Ces événements, et le retour à l’ordre qui s’amorce, rappellent, après des années de « fête catalane » un peu irresponsable, que la politique est une chose sérieuse et qu’elle peut même parfois virer au tragique. La question de l’unité de l’Espagne ne fut-elle pas, au moins autant que la question religieuse et bien plus que la lutte des classes, au fondement de la guerre civile espagnole de 1936-1939 ?
En Catalogne, la récréation est finie. •
Il y a 20 ans les souverainistes accusaient de Bruxelles de vouloir démembrer les Etats Nations au profit des régions. Ce n’est plus vraiment le cas en Espagne. En fait n’en déplaise aux souverainistes Bruxelles (sauf quelques éléments) n’a jamais voulu démembrer les Etats Nations.
Le 24 octobre j’ indiquais, dans une réponse sur le sur le sujet « Quant à ce démon de Puig-démon, « bobo » , version « Barcelone » , aura-t-il le courage d’ un Lluís Companys, si on lui diagnostiquait le même sort ? … j’ en doute fort… ses discours alambiqués et contradictoires le démontre !… Mais ce qu’ il sait ; c’ est que , quel que soit l’ issue de cette sardane , indépendance ou non , il en sortira vaincu ! … Indépendante , la république de Catalogne se retrouvera à peu près au niveau de la Grèce , mais sans aucun appui de l’ U.E. , et d’une Espagne (et certains autres ?!) qui fera barrage à son entrée dans ce « paradis » … Une Catalogne qui restera dans l’ actuelle Espagne n’ inspirera plus confiance aux autres espagnols, et au investisseurs étrangers qui se méfieront de ces « révolutionnaires » à l’ esprit « boutiquier » … Le réveil sera dur pour ses pauvres catalans » ……
Depuis , Puig-démon a fuit misérablement à Bruxelles, dans une Belgique , ou peu de politiciens ont le sens de l’ Etat , mais ou on a l’ habitude de noyer les poissons dans l’ eau ! La sardane du démon semble terminée ?!
Le croyez-vous réellement ? … je pense surtout que les « faiseurs » d’ U.E. ont horreur qu’ on les piège dans leurs propres intentions ! … chaque chose en son temps….
Article tout à fait remarquable, au demeurant.
Je ne sais pas s’il le croit.

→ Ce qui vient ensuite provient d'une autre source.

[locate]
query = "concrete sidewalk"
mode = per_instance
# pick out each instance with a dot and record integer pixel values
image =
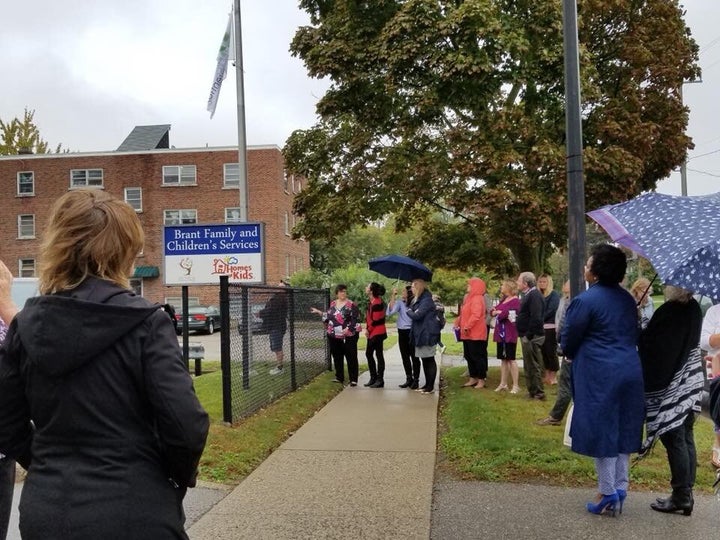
(363, 467)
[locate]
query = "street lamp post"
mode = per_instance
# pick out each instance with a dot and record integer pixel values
(573, 127)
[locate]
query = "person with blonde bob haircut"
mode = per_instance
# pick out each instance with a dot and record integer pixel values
(104, 416)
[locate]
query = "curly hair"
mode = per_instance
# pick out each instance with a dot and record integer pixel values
(377, 289)
(89, 233)
(608, 264)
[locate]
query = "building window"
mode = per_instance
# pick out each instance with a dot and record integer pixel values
(86, 178)
(26, 183)
(180, 217)
(232, 215)
(136, 285)
(231, 175)
(26, 226)
(26, 268)
(179, 175)
(133, 196)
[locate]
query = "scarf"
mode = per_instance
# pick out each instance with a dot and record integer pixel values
(668, 408)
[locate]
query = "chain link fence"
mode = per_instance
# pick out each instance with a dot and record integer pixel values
(275, 344)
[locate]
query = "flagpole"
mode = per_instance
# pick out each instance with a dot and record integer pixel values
(242, 142)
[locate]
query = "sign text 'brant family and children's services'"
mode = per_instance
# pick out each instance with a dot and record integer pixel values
(200, 254)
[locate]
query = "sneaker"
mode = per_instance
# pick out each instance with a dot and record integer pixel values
(716, 457)
(549, 421)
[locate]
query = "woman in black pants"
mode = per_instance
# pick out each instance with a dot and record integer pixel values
(411, 363)
(425, 332)
(376, 333)
(342, 324)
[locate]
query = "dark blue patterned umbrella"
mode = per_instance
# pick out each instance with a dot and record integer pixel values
(680, 236)
(400, 267)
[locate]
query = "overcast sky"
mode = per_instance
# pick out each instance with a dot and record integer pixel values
(94, 70)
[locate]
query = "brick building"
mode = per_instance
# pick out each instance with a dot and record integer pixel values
(165, 186)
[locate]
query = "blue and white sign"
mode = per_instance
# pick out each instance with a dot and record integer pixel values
(200, 254)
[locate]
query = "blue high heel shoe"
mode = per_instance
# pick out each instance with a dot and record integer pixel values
(606, 504)
(622, 495)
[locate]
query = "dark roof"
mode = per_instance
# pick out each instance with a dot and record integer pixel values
(146, 138)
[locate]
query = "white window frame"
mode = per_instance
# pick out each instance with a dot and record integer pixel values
(136, 285)
(86, 178)
(229, 218)
(26, 226)
(231, 175)
(183, 175)
(26, 267)
(176, 301)
(24, 178)
(184, 216)
(136, 201)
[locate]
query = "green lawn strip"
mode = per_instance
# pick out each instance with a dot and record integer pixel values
(232, 452)
(484, 435)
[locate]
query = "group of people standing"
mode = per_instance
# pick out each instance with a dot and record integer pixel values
(418, 334)
(530, 321)
(631, 372)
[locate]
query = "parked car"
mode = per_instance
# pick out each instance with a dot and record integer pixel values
(200, 318)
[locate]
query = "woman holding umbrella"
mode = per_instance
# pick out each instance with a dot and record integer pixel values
(600, 335)
(673, 373)
(376, 333)
(425, 331)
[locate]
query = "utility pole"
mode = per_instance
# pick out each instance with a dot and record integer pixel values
(574, 163)
(242, 140)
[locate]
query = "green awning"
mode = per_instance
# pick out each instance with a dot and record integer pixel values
(146, 271)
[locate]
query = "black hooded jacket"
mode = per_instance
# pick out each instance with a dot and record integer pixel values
(117, 431)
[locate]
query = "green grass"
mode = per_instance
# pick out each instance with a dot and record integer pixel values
(232, 452)
(491, 436)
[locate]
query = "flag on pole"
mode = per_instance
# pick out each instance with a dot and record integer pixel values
(221, 69)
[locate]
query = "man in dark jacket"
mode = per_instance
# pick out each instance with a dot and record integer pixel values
(274, 316)
(532, 334)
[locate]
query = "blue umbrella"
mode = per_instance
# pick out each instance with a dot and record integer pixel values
(399, 267)
(680, 236)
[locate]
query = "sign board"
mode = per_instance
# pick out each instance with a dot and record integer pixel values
(200, 254)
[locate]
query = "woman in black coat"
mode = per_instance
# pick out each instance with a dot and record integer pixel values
(117, 431)
(669, 349)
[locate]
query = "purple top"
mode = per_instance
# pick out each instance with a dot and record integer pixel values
(505, 330)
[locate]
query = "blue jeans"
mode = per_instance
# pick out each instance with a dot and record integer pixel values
(7, 485)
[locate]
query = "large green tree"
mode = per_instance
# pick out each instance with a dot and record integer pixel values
(22, 135)
(459, 105)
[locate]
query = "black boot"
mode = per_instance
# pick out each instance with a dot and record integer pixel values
(681, 500)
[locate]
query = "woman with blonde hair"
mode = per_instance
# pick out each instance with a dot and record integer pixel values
(642, 294)
(551, 301)
(505, 335)
(105, 419)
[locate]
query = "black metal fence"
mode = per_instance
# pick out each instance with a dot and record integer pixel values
(270, 344)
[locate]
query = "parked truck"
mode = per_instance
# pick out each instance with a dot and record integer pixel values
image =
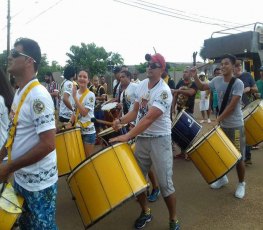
(246, 46)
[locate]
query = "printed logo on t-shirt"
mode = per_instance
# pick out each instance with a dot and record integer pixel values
(38, 106)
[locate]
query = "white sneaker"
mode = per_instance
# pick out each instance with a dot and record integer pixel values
(219, 183)
(240, 192)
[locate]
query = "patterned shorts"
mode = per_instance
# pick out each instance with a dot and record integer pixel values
(40, 208)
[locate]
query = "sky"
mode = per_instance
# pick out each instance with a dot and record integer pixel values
(128, 27)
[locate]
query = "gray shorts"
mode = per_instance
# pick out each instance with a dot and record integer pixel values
(237, 137)
(157, 151)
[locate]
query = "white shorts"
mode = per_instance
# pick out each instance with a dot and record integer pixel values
(157, 151)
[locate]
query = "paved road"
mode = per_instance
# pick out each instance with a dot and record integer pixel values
(198, 206)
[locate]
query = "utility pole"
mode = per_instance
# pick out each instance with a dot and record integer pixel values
(8, 33)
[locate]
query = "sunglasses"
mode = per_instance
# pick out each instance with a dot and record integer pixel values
(15, 54)
(154, 65)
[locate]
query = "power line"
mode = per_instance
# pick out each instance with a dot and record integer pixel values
(43, 12)
(184, 12)
(170, 14)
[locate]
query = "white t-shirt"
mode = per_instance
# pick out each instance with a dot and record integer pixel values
(130, 95)
(4, 121)
(67, 87)
(36, 116)
(89, 103)
(160, 97)
(137, 81)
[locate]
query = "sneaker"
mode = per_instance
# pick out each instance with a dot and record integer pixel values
(154, 195)
(240, 192)
(219, 183)
(248, 162)
(142, 220)
(174, 225)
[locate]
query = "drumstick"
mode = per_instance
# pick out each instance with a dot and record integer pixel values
(101, 121)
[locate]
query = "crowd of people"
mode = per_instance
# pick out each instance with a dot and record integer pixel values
(148, 107)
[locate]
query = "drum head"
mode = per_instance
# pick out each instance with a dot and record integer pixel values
(105, 132)
(201, 140)
(109, 106)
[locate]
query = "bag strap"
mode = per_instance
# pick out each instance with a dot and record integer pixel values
(226, 96)
(80, 101)
(12, 130)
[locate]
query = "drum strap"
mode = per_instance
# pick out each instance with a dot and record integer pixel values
(226, 96)
(12, 130)
(86, 124)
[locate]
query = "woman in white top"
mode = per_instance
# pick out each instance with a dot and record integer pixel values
(84, 105)
(6, 98)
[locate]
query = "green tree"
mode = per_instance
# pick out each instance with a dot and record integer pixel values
(141, 67)
(45, 67)
(92, 58)
(3, 60)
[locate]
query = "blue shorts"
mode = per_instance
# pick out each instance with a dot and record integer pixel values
(89, 138)
(40, 208)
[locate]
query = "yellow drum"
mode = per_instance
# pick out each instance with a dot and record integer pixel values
(104, 181)
(214, 155)
(10, 206)
(253, 118)
(70, 150)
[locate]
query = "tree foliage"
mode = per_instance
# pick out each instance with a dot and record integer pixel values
(3, 60)
(141, 67)
(96, 60)
(44, 67)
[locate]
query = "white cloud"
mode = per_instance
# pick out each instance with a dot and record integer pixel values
(130, 31)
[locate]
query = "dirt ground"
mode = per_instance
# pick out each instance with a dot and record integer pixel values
(198, 206)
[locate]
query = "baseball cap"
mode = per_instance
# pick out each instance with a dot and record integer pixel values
(157, 58)
(116, 69)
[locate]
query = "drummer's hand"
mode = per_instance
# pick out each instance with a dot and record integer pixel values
(122, 138)
(4, 172)
(193, 72)
(247, 89)
(74, 91)
(116, 124)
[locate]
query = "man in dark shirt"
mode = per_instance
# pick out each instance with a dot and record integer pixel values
(250, 88)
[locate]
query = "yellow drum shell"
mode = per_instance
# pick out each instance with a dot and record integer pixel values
(104, 181)
(214, 155)
(253, 119)
(7, 219)
(70, 150)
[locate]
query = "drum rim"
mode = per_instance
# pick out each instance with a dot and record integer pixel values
(106, 131)
(90, 158)
(67, 130)
(110, 129)
(111, 103)
(189, 150)
(178, 117)
(253, 109)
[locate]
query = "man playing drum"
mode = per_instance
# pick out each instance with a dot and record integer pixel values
(153, 131)
(231, 118)
(31, 142)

En tout cas il dit et faute d’éléments ce n’est guère probant. Ce qui est vrai c’est qu’au moins Junker a compris qu’une Europe de 90 régions serait encore moins gérable qu’une à 27 Etats.
Je ne crois pas la ‘fête » terminée. La société catalane est désormais fracturée pour longtemps en deux parties à peu près égales et les enragés n’ont pas fini leur sale travail.

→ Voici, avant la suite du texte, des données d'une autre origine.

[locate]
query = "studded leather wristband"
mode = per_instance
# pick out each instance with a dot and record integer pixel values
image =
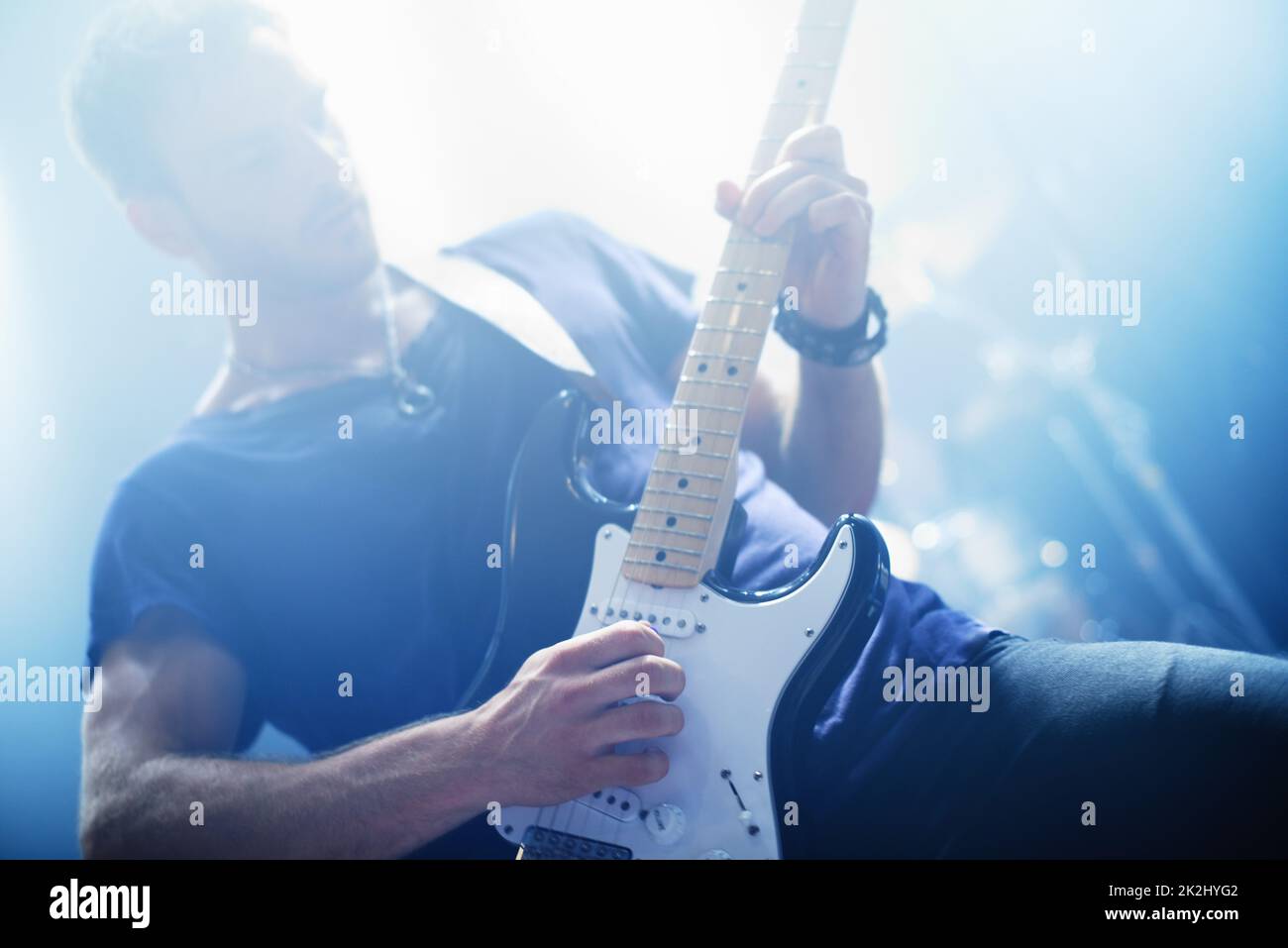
(851, 346)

Certainement Cher Benoît, chez les « inventeurs » de L’ U.E. , le « régionalisme » est un mythe antinationaliste !!! … Mais ils sont confrontés à LA réalité … unir des cultures fortes (française, italienne, espagnole,allemande,anglaise, etc…) se révèle plus ardu qu’ ils ne l’ imaginait !!! La réalité , est, que les » pères fondateurs », ont construit ce château de sable en étant eux même baignés par l’ esprit centralisateur , à l’ origine des nations post 1789. Le fédéralisme est un aspect caché du centralisme … L’ U.E. n’ est viable qu’ en tant que confédération ! … Et ce n’ est pas en diabolisant les souverainistes qu’ on évoluera. Les pitreries catalanes révèlent le risque de chaos ! … Et que 3 nationalistes néo nazis flamands brandissent le drapeau républicain catalan, prouve à quel point nous sombrons dans une farce dangereuse : le mensonge de « politiciens » ,qui, bien que tenant le pouvoir réel en Belgique , n’ ont même pas le courage d’ aller jusqu’au bout de leur programme ! : quand on représente 60% , on ne demande pas « l’ indépendance » au 40% restant , on la prend !!!….

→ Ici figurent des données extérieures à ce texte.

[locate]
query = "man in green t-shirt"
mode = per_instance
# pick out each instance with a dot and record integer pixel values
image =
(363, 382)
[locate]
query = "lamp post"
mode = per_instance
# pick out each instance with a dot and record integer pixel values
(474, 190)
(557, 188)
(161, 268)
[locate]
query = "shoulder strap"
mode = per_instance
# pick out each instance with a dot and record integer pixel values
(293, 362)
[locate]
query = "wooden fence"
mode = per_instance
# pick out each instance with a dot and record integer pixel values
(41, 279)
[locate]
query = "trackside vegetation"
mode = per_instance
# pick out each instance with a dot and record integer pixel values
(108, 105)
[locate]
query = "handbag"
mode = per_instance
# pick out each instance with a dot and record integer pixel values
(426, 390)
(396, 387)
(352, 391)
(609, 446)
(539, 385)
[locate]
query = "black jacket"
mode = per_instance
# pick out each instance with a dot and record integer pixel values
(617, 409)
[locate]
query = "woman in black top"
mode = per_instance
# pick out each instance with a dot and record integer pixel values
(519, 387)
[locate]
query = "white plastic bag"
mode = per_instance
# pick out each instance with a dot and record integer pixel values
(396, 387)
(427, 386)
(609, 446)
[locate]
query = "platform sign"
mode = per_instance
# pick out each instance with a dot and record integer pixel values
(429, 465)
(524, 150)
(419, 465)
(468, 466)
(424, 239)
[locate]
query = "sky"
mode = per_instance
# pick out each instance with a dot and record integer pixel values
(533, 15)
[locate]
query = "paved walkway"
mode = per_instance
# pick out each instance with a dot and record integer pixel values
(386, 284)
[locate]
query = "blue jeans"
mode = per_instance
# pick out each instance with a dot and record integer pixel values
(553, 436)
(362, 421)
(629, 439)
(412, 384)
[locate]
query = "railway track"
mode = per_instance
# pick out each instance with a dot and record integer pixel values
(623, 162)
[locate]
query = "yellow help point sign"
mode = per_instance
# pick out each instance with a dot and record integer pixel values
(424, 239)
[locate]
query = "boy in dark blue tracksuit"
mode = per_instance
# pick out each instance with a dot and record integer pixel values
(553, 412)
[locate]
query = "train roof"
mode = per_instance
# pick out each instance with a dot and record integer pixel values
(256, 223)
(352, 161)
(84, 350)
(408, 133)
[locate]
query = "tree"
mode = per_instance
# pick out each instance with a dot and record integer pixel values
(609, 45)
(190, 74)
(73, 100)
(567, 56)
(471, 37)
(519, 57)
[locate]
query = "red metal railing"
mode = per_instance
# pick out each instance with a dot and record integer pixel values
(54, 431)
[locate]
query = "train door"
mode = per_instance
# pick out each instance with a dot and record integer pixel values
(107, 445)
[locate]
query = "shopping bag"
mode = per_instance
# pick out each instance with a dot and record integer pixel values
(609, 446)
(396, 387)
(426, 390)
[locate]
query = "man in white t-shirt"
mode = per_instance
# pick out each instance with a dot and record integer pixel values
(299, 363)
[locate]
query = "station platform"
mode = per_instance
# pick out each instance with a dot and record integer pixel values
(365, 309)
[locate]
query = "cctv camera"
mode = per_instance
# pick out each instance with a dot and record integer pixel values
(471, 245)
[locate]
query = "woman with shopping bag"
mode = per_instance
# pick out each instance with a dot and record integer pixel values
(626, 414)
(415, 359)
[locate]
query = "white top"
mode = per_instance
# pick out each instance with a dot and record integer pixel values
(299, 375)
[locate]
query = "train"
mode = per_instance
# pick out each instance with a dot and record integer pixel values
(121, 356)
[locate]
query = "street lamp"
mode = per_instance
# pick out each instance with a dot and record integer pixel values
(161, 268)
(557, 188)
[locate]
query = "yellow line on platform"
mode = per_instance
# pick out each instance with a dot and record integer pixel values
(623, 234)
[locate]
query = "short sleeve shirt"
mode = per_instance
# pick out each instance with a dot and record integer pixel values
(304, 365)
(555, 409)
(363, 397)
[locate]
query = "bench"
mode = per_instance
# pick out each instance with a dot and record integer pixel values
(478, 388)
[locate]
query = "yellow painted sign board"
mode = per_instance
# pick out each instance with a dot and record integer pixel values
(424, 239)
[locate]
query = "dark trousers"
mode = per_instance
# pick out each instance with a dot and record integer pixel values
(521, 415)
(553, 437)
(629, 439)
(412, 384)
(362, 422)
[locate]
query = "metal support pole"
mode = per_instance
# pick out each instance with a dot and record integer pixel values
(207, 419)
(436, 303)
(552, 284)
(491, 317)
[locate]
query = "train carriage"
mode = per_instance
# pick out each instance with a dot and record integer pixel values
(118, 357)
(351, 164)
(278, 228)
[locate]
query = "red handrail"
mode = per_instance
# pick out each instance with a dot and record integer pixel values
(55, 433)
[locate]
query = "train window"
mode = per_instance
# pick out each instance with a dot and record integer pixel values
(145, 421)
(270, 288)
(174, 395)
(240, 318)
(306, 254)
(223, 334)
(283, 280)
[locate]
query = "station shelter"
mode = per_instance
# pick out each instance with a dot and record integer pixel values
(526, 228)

« la fête » catalane dure depuis environ 1480 , et la naissance de l’ unité espagnole ; les catalans n’ ayant jamais accepté l’ évolution en faveur de la Castille. En 1700/1713 , la Catalogne avait encore choisi le mauvais camp, du prétendant Habsbourg . Et pendant les 5 petites années de la 2ème république, elle fut encore dans le camp du perdant, après avoir fait sa première tentative d’ indépendance. Il semble que les catalans détruisent ce qu’ ils ne peuvent dominer. … Puig-démon , a prétendu être le 130ème dirigeant de la « généralitat »??? …. Si vous trouvez l’ explication à ce chiffre, prévenez moi !!!